Olivia Mugaba, the Head of SMEs at Equity Bank Uganda.

Olivia Mugaba, the Head of SMEs at Equity Bank Uganda has urged women entrepreneurs to look beyond access to loans and instead focus on building strong, sustainable foundations for their businesses.

In a message released during Women’s Month, Mugaba said while capital remains important, it is often misunderstood as the primary solution to business challenges.

“Many people assume that access to loans is the main challenge women face in business. While capital is crucial, it is not enough on its own. Money without a solid foundation often disappears quickly, leaving the business struggling,” she said.

She emphasized that clarity of purpose and preparation are critical before seeking financing, noting that many aspiring entrepreneurs rush into ventures without understanding the demands involved.

“Before seeking capital, women need clarity on what they want to achieve. It is common to see someone else’s business and feel inspired to replicate it without understanding the skills and risks involved,” Mugaba explained. “Jumping in without preparation often leads to failure, no matter how much money is available.”

Mugaba highlighted the importance of acquiring the right skills through training, mentorship and practical exposure, saying these equip women with the ability to navigate real business challenges.

She also pointed to financial discipline as a key pillar of sustainability, warning against mixing personal and business finances.

“Using business capital for personal needs; paying for school fees or household expenses can quickly drain resources,” she said. “Separating personal finances from business funds, keeping proper records, and maintaining books is vital for longevity.”

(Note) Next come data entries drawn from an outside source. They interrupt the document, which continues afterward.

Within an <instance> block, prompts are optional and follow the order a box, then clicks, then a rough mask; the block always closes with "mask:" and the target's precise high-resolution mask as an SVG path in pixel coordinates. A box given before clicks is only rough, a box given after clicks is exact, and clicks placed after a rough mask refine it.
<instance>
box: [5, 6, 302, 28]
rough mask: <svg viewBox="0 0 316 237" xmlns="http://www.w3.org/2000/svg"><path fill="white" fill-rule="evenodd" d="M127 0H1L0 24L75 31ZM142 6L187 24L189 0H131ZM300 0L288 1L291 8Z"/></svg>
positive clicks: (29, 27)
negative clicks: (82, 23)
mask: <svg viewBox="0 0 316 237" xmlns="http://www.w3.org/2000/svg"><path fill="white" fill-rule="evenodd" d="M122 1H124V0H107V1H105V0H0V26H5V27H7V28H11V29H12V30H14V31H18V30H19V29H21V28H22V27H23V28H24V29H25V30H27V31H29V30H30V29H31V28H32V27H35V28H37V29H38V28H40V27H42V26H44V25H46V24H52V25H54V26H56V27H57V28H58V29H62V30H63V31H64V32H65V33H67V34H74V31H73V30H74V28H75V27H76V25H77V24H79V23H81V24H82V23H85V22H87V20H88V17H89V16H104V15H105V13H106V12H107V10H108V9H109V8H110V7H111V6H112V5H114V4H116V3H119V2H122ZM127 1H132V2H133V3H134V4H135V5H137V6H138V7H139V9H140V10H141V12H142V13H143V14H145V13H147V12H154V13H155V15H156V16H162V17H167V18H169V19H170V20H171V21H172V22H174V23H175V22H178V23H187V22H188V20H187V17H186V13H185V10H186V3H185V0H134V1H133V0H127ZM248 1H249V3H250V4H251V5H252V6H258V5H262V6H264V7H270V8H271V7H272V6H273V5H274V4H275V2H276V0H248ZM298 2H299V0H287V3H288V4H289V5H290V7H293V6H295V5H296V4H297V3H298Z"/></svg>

The Equity Bank executive further underscored the role of technology in modern entrepreneurship, noting that digital tools can help improve efficiency and expand market access.

“Adopting digital platforms helps women track financials, manage expenses and even access broader markets online. Technology not only improves efficiency but also opens doors to new customers,” she noted.

She added that collaboration through networks and peer groups strengthens resilience among women in business.

“Women entrepreneurs thrive when they collaborate with like-minded peers. Joining a network or group creates opportunities for learning, mentorship, and shared problem-solving,” Mugaba said.

On financing, she cautioned against quick, high-interest loans, urging women to work with institutions that offer sustainable and supportive financial solutions.

“Partnering with institutions that provide fair, long-term financial solutions, training, and market access ensures that capital is used effectively,” she advised.

Mugaba called on women to embrace knowledge, discipline and strategic partnerships as they start or expand businesses, stressing that empowerment goes beyond individual success.

“When women are empowered to build sustainable businesses, they contribute not only to their families but also to the growth of communities and the nation,” she said.

She concluded with a reminder that long-term success depends on preparation and support systems rather than funding alone.

She noted,“Capital is important, but preparation, skills and support are what transform resources into lasting success.”